Ross also said Michigan business leaders should be on the lookout for new opportunities in autonomous vehicle technology–dovetailing nicely with Michigan’s advanced manufacturing industry-and advancements in agriculture.

Aetna Pulls Back From Obamacare

The nation’s No. 3 insurer said this week it will reduce the number of states in which it sells policies on government exchanges from 15 to three or four.
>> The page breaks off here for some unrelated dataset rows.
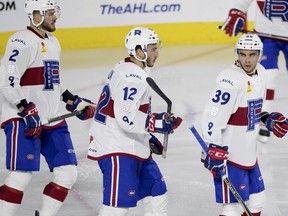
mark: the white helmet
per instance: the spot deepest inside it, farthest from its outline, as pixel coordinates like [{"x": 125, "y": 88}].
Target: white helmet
[
  {"x": 249, "y": 42},
  {"x": 140, "y": 36},
  {"x": 41, "y": 6}
]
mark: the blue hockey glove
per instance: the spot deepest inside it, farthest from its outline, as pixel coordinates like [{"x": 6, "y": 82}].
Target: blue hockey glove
[
  {"x": 215, "y": 160},
  {"x": 277, "y": 123},
  {"x": 32, "y": 120},
  {"x": 159, "y": 122},
  {"x": 86, "y": 105},
  {"x": 156, "y": 146},
  {"x": 235, "y": 22}
]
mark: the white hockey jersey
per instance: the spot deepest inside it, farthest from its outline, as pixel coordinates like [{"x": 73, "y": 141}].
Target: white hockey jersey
[
  {"x": 118, "y": 127},
  {"x": 271, "y": 16},
  {"x": 232, "y": 115},
  {"x": 30, "y": 69}
]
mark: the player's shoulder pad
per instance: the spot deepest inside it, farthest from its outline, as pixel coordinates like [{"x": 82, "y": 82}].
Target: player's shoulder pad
[
  {"x": 21, "y": 39},
  {"x": 230, "y": 78},
  {"x": 132, "y": 73}
]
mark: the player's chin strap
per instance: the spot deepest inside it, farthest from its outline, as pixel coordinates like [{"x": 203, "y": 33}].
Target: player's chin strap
[
  {"x": 37, "y": 25},
  {"x": 143, "y": 60},
  {"x": 237, "y": 63}
]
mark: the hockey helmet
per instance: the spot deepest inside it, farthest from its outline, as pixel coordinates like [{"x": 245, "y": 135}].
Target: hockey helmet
[
  {"x": 42, "y": 6},
  {"x": 249, "y": 42},
  {"x": 141, "y": 36}
]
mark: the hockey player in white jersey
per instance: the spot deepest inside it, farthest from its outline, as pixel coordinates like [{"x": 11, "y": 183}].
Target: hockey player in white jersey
[
  {"x": 30, "y": 84},
  {"x": 271, "y": 17},
  {"x": 120, "y": 132},
  {"x": 230, "y": 124}
]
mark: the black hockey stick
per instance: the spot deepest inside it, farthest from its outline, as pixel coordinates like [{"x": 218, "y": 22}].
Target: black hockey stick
[
  {"x": 155, "y": 87},
  {"x": 223, "y": 175},
  {"x": 272, "y": 36},
  {"x": 58, "y": 118}
]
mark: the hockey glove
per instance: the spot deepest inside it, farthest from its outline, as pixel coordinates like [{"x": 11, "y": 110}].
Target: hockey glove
[
  {"x": 160, "y": 123},
  {"x": 86, "y": 105},
  {"x": 32, "y": 120},
  {"x": 215, "y": 160},
  {"x": 277, "y": 123},
  {"x": 235, "y": 22},
  {"x": 156, "y": 146}
]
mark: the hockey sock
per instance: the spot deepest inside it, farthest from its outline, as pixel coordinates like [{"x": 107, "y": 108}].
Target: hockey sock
[
  {"x": 53, "y": 198},
  {"x": 10, "y": 200}
]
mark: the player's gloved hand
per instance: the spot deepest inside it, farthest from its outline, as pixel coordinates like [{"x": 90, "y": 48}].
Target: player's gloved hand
[
  {"x": 156, "y": 146},
  {"x": 235, "y": 22},
  {"x": 83, "y": 104},
  {"x": 277, "y": 123},
  {"x": 161, "y": 123},
  {"x": 32, "y": 120},
  {"x": 215, "y": 160}
]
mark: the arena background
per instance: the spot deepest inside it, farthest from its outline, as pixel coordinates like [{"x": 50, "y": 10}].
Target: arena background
[{"x": 101, "y": 23}]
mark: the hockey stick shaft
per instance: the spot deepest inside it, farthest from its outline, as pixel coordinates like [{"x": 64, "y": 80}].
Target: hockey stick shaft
[
  {"x": 61, "y": 117},
  {"x": 155, "y": 87},
  {"x": 277, "y": 37},
  {"x": 223, "y": 175}
]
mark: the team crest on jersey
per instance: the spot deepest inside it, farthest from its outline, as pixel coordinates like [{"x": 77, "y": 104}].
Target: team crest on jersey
[
  {"x": 131, "y": 193},
  {"x": 51, "y": 74},
  {"x": 43, "y": 49},
  {"x": 249, "y": 88}
]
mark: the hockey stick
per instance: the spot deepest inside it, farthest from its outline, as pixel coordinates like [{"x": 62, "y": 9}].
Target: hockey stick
[
  {"x": 223, "y": 175},
  {"x": 61, "y": 117},
  {"x": 155, "y": 87},
  {"x": 277, "y": 37}
]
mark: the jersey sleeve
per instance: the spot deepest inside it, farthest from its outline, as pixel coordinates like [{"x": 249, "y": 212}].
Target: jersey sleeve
[
  {"x": 242, "y": 5},
  {"x": 130, "y": 97},
  {"x": 13, "y": 65},
  {"x": 221, "y": 104}
]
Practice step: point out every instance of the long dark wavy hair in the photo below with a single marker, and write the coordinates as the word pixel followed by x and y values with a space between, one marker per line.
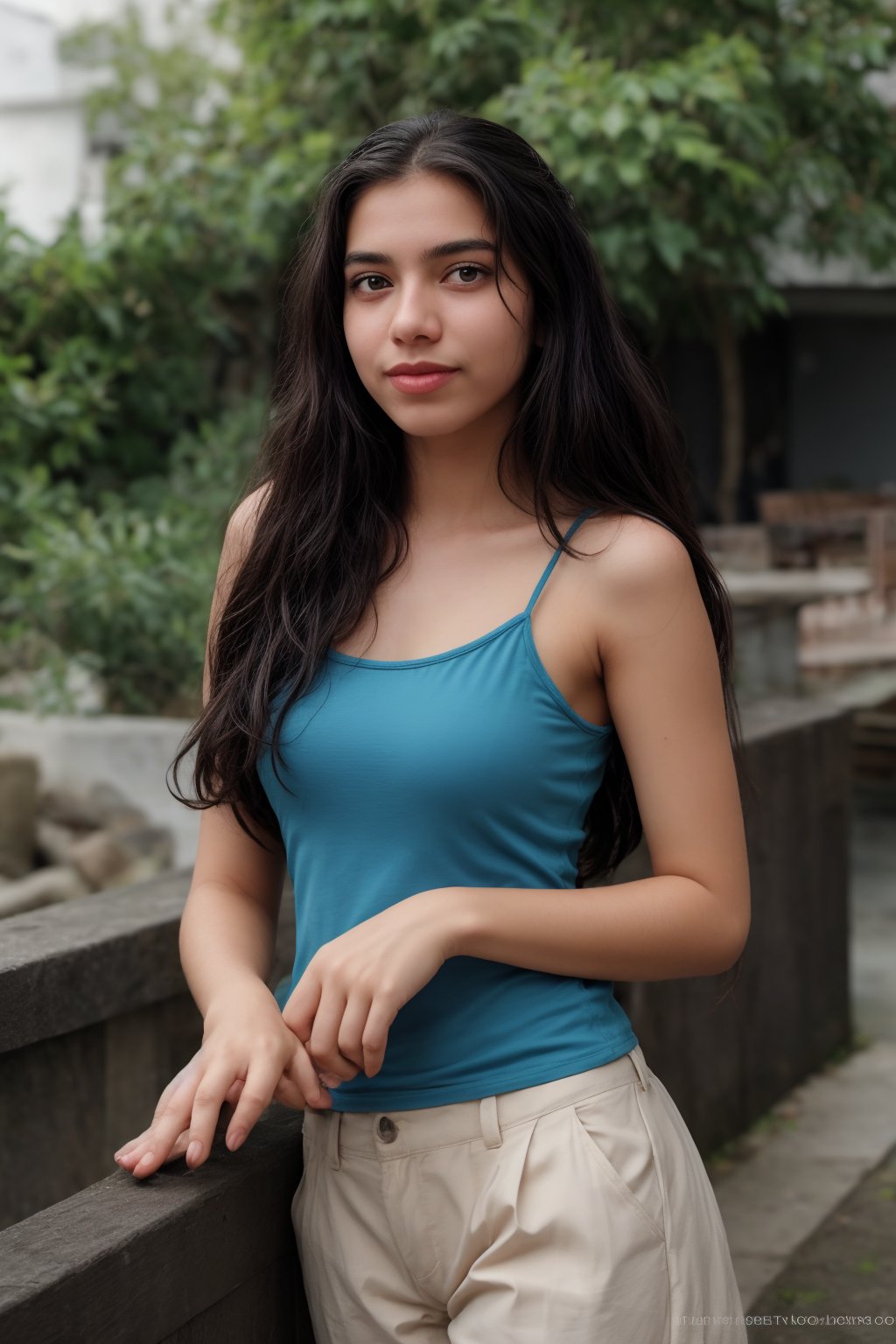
pixel 592 428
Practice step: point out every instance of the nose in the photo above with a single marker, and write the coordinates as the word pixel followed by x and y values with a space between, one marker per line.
pixel 414 313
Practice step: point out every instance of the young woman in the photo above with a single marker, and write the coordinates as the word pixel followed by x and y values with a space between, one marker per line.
pixel 444 724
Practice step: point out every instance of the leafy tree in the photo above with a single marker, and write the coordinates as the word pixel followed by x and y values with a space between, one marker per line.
pixel 696 140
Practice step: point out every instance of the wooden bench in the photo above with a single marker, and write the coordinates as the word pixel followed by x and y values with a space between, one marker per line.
pixel 813 528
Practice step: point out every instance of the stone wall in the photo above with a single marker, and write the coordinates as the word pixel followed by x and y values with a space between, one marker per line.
pixel 94 1022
Aetna, Inc, decided to pull out of the 11 states amid sizable losses on it’s individual policy business. The states remaining are Delaware, Iowa, Nebraska and Virginia.

“Following a thorough business review and in light of a second-quarter pretax loss of $200 million and total pretax losses of more than $430 million since January 2014 in our individual products, we have decided to reduce our individual public exchange presence in 2017, which will limit our financial exposure moving forward,”said Aetna Chairman and CEO Mark Bertolini Aug. 15. “More than 40 payers of various sizes have similarly chosen to stop selling plans in one or more rating areas in the individual public exchanges over the 2015 and 2016 plan years, collectively exiting hundreds of rating areas in more than 30 states. As a strong supporter of public exchanges as a means to meet the needs of the uninsured, we regret having to make this decision.”

Aetna’s action follows on the heels of similar moves by major insurers UnitedHealth Group and Humana, which have also cited financial losses on the government exchange business.

Aetna is attempting to buy Humana and is the target of a Justice Department anti-trust lawsuit, fueling speculation that Aetna’s move is also swipe at the federal government.

The risk adjustment mix, the number of healthy versus sick people who sign up for exchange plans is unbalanced, several insurers contend. Major insurers are unlikely to come back, unlness changes and more healthy people sign up and pay premiums to offset payouts for the sick, according to several analyses.

Aetna’s pullback also poses a unique problem for the Obama administration as Arizona will be left without an exchange plan option for its residents.

In addition to Arizona, Aetna is pulling out of Florida, Georgia, Illinois, Kentucky, Missouri, North Carolina, Ohio, Pennsylvania, South Carolina and Texas.